Definitely a big check off my cooking bucket-list and they were just as good as I hoped.
Soft, yeasty, dough with salty, garlicky, awesomeness swirled inside.
I'm going out on a big limb here...but I think these make the cut...and will be on our Thanksgiving table this year. I know I'd be excited to see a plate of these rolls waiting next to the mashed potatoes and bowl of olives. But you don't have to save them for a special occasion either. I have to warn you they won't last long, I think my guy ate 3 the first day, I had 2. Yea..that reminds me I need to go to yoga tomorrow morning.
I have a secret...I divided the dough in half and made some savory and some sweet, so keep your eye out for the next post.
What's on your cooking bucket list? Tell me in the comments.
Sun dried tomato pesto swirl rolls
(Adapted from Willow Bird Baking as part of her Challenge Series)
*The dough rises overnight*
1 8 oz jar of Sun Dried Tomato Pesto (I used Classico)
2 Tablespoons butter, melted
1 generous shake crushed red pepper flake (optional)
1 dash of black pepper
1 dash of garlic powder
1 package yeast
1/4 cup warm water (100-110 degrees F)
2 tablespoons vinegar
2 cups milk minus 2 tablespoons
2/3 cup cold shortening (I only had butter on hand)
1 tablespoons sugar* (adapted for savory rolls)
1 teaspoon salt
1 teaspoon baking soda
1 teaspoon baking powder
5 cups flour
1. In a small bowl mix together the warm water and yeast, let sit for about 10 minutes until foamy.
2. Measure out two tablespoons of vinegar into a liquid measuring cup and then fill the cup to the two cup line with milk. Set aside.
3. In a mixer set with a dough hook or large bowl, mix together the flour, salt, baking soda, baking powder, and sugar. Cut in the shortening or butter using a fork or pastry blender until the butter pieces are the size of a large pea.
4. Now add the yeast mixture and milk mixture to the flour and mix well.
5. Spray a large bowl with non stick spray and transfer the dough into it. Cover with plastic wrap and let rise in the fridge over night.
6. The next morning it will have grown! High five for making it to this point. I held my breath as I opened the door. okay... now flour your work surface generously. Remove the dough from the bowl and begin to roll it out into a large rectangle. At this point you can cut it in half if you'd like (I would say YES, because I used 1/2 for sweet rolls, and 1/2 for savory, which was AWESOME.) But if you'd like 24 pesto rolls go for it.

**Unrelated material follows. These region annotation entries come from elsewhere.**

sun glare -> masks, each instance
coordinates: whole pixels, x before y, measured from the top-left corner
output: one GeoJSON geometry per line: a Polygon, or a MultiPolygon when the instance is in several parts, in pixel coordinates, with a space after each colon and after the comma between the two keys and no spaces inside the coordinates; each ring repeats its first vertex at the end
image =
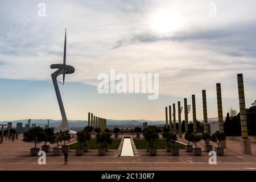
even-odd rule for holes
{"type": "Polygon", "coordinates": [[[152,29],[160,33],[176,31],[181,27],[181,24],[180,15],[171,10],[158,11],[152,19],[152,29]]]}

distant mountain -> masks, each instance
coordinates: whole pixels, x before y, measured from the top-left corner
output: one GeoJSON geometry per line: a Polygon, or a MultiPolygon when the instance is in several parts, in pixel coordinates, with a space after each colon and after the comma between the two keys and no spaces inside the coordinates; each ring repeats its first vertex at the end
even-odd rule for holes
{"type": "MultiPolygon", "coordinates": [[[[35,123],[36,126],[44,127],[47,125],[48,119],[31,119],[31,124],[35,123]]],[[[6,124],[8,122],[13,123],[13,127],[15,127],[16,125],[18,122],[21,122],[23,125],[27,123],[27,119],[20,119],[15,121],[0,121],[1,124],[6,124]]],[[[143,122],[147,122],[148,125],[163,125],[165,123],[164,121],[150,121],[144,119],[137,120],[114,120],[108,119],[107,125],[142,125],[143,122]]],[[[60,125],[60,120],[54,120],[49,119],[50,127],[57,127],[60,125]]],[[[85,120],[69,120],[68,125],[70,127],[85,127],[87,126],[88,121],[85,120]]]]}

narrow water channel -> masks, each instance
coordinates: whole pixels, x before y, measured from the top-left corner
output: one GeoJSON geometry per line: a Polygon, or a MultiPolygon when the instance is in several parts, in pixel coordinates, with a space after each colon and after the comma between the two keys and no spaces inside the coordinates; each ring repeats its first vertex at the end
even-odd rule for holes
{"type": "Polygon", "coordinates": [[[134,156],[130,138],[124,138],[121,156],[134,156]]]}

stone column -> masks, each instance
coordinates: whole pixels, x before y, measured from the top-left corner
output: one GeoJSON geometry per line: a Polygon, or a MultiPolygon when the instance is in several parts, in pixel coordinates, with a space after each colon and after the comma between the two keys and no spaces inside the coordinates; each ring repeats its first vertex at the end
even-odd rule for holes
{"type": "Polygon", "coordinates": [[[247,129],[243,74],[237,74],[237,84],[238,87],[239,106],[240,109],[241,129],[242,131],[241,150],[242,154],[251,154],[251,142],[250,139],[248,138],[247,129]]]}
{"type": "Polygon", "coordinates": [[[188,131],[188,105],[187,104],[187,98],[184,99],[184,113],[185,117],[185,133],[188,131]]]}
{"type": "Polygon", "coordinates": [[[175,104],[172,104],[172,115],[174,116],[174,134],[177,134],[177,129],[176,128],[175,104]]]}
{"type": "Polygon", "coordinates": [[[169,128],[172,129],[172,108],[169,106],[169,128]]]}
{"type": "Polygon", "coordinates": [[[93,127],[95,127],[95,115],[93,115],[93,127]]]}
{"type": "Polygon", "coordinates": [[[93,126],[93,114],[90,113],[90,126],[93,126]]]}
{"type": "Polygon", "coordinates": [[[2,125],[2,132],[1,132],[1,138],[0,139],[0,143],[3,143],[3,125],[2,125]]]}
{"type": "Polygon", "coordinates": [[[196,97],[195,95],[192,95],[192,111],[193,111],[193,133],[195,135],[197,135],[197,130],[196,126],[196,97]]]}
{"type": "MultiPolygon", "coordinates": [[[[221,88],[220,83],[216,84],[217,104],[218,106],[218,128],[220,133],[224,133],[223,127],[222,101],[221,98],[221,88]]],[[[221,147],[226,148],[226,140],[221,141],[221,147]]]]}
{"type": "Polygon", "coordinates": [[[178,118],[179,118],[179,138],[182,138],[181,112],[180,110],[180,101],[178,101],[178,118]]]}
{"type": "Polygon", "coordinates": [[[90,126],[90,113],[88,113],[88,126],[90,126]]]}
{"type": "Polygon", "coordinates": [[[202,90],[203,113],[204,115],[204,133],[208,133],[208,121],[207,117],[207,104],[205,90],[202,90]]]}
{"type": "Polygon", "coordinates": [[[168,127],[168,111],[167,111],[167,107],[166,107],[166,127],[168,127]]]}

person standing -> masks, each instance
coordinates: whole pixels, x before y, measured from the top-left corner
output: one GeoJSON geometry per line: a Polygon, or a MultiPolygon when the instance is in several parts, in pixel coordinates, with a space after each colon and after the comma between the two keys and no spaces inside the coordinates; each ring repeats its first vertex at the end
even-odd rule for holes
{"type": "Polygon", "coordinates": [[[68,154],[67,151],[64,152],[64,164],[68,164],[68,154]]]}

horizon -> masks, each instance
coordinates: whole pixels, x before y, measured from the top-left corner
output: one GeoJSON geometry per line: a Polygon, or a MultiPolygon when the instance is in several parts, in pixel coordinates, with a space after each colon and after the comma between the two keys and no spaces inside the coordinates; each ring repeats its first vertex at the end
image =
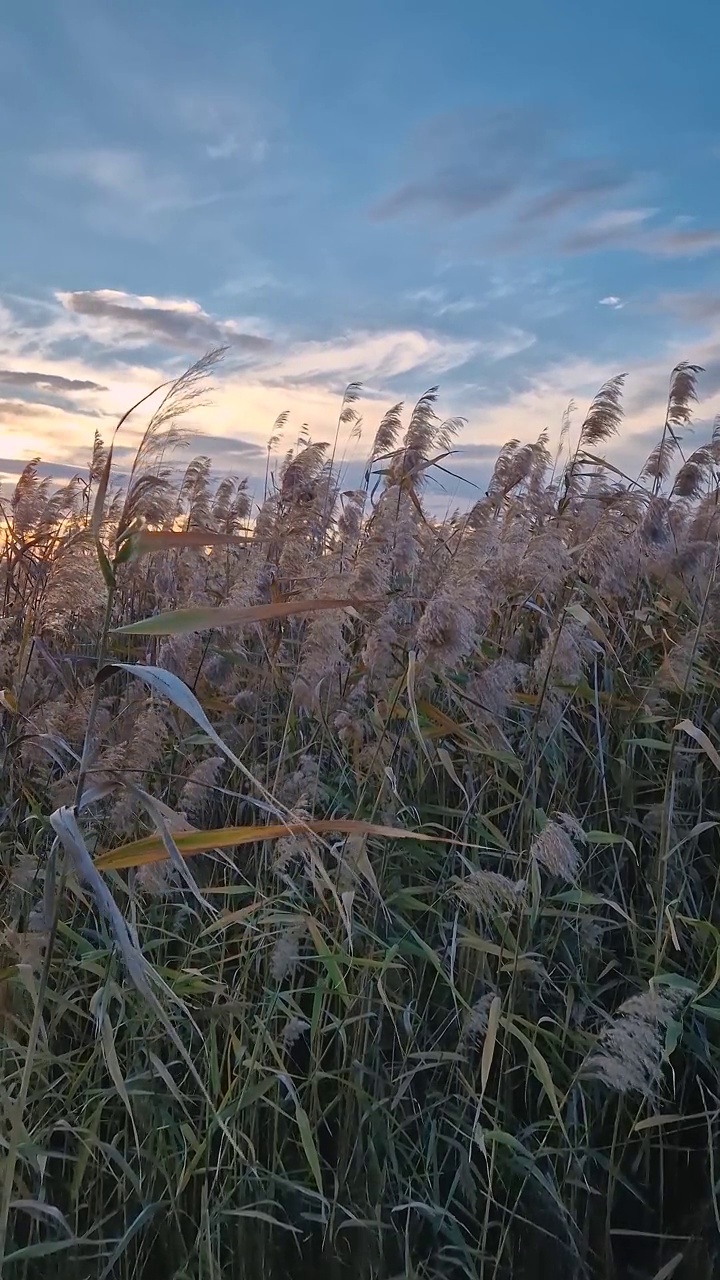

7. Roll the dough out flat into a rectangle and brush with butter. Sprinkle the garlic powder over the butter...oh heaven. Now spread out the pesto, I only used about 1/2 the jar, but use as much as you like. Then sprinkle with black pepper and crushed red pepper flake for a little heat.
8. Starting with the edge on the left start to roll the dough up like a yoga mat :) until it's one long tube. Using a sharp knife measure out 12 pieces, making little indentations so you can cut it later. Cut into 12 pieces.
9. Spray a 9 x 13 pan with nonstick spray (I used bakers joy) and place the 12 pieces in it evenly. It will seem like there's a lot of room but trust me. Then cover with a towel and let rise a second time for 1.5-2 hours and doubled in size.
10. Preheat your oven to 400 degrees F. When it's all ready, bake for 15-20 minutes until browned on top. Enjoy!